Alex
Alex

Reputation: 38529

MongoDB nodejs driver not returning more than 100000 rows

This is an example to replicate my issue:

I populate my collection with 1million documents like this:

for(i=1; i<=1000000; i++){
if(i%3===0)
     db.numbers.insert({_id:i, stuff:"Some data", signUpDate: new Date()});
else
     db.numbers.insert({_id:i, stuff:"Some data"});
}

So, every 3rd document has a signUpDate

I create the following index:

db.numbers.ensureIndex({"signUpDate" : 1});

Then, I have the following very small app using nodejs:

var Db = require('mongodb').Db
, Connection = require('mongodb').Connection
, Server = require('mongodb').Server
, format = require('util').format;

var host = 'localhost';
var port = Connection.DEFAULT_PORT;

console.log("Connecting to " + host + ":" + port);

Db.connect(format("mongodb://%s:%s/test?w=1", host, port), function(err, db) {
        var collection = db.collection('numbers');

        collection.find({'signedUp': true}, {'_id':1}).limit(100000).toArray(function(err, docs){
                console.log(docs.length)
        });
});

This works fine.

However, If I remove the .limit(100000), the server sits there and never responds.

In a nutshell, all I'm trying to do is return a list of _id's where signUpDate is not null (there should be around 333,000)

I'm pretty sure the issue is the way mongodb caches, but I'm not sure how I can work around this?

Upvotes: 2

Views: 1598

Answers (2)

soulcheck
soulcheck

Reputation: 36777

You need to set the batch size and then stream or iterate the results, otherwise mongo driver sticks everything into the memory.

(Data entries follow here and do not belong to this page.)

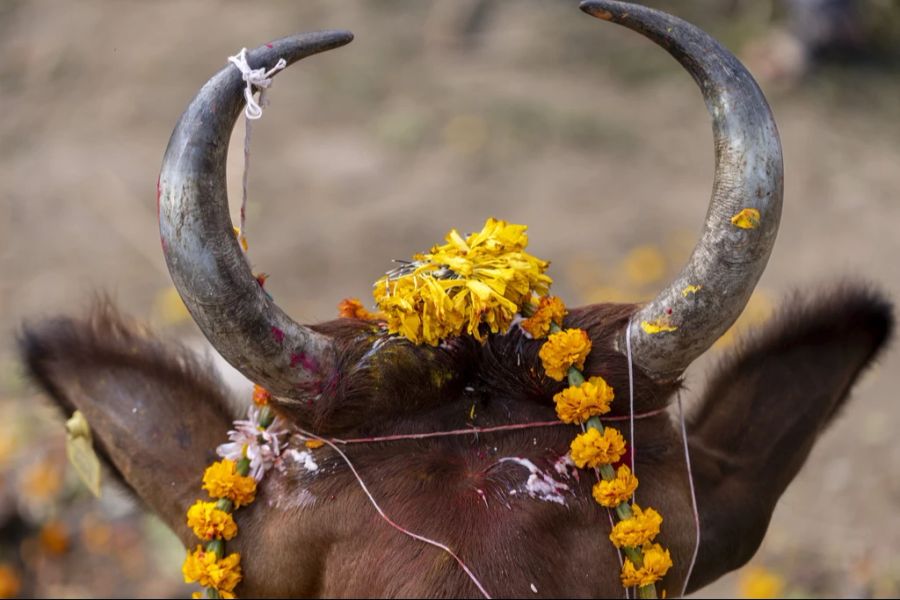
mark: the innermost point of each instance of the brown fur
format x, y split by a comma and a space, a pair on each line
752, 432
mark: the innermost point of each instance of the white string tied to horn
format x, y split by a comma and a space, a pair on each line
261, 79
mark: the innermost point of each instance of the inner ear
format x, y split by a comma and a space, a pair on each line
156, 414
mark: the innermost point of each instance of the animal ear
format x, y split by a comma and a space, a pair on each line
156, 416
763, 411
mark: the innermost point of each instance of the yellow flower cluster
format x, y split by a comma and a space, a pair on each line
613, 492
222, 480
576, 404
220, 574
463, 285
550, 310
564, 349
640, 529
211, 523
656, 563
593, 448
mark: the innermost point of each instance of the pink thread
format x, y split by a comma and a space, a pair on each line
399, 528
687, 461
630, 400
477, 430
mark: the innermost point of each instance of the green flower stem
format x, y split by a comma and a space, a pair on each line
217, 546
575, 377
266, 416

Also that {'_id':1} smells fishy, it probably should be {fields: {'_id' : 1}}

So the result in your case would be:

collection.find({'signedUp': true}, {batchSize: 1000, fields: {'_id' : 1}}).each(function(err, item) { 
    do something with item
});

Upvotes: 6

JohnnyHK
JohnnyHK

Reputation: 312035

You shouldn't call toArray on a large result set like this. Instead, either:

Iterate over the results using each:

collection.find({'signedUp': true}, {'_id':1}).each(function(err, doc){
    if (doc) {
        console.log(doc);
    } else {
        console.log('All done!');
    }
});

or stream the results:

var stream = collection.find({'signedUp': true}, {'_id':1}).stream();
stream.on('data', function(doc) {
    console.log(doc);
});
stream.on('close', function() {
    console.log('All done!');
});

Upvotes: 7

Related Questions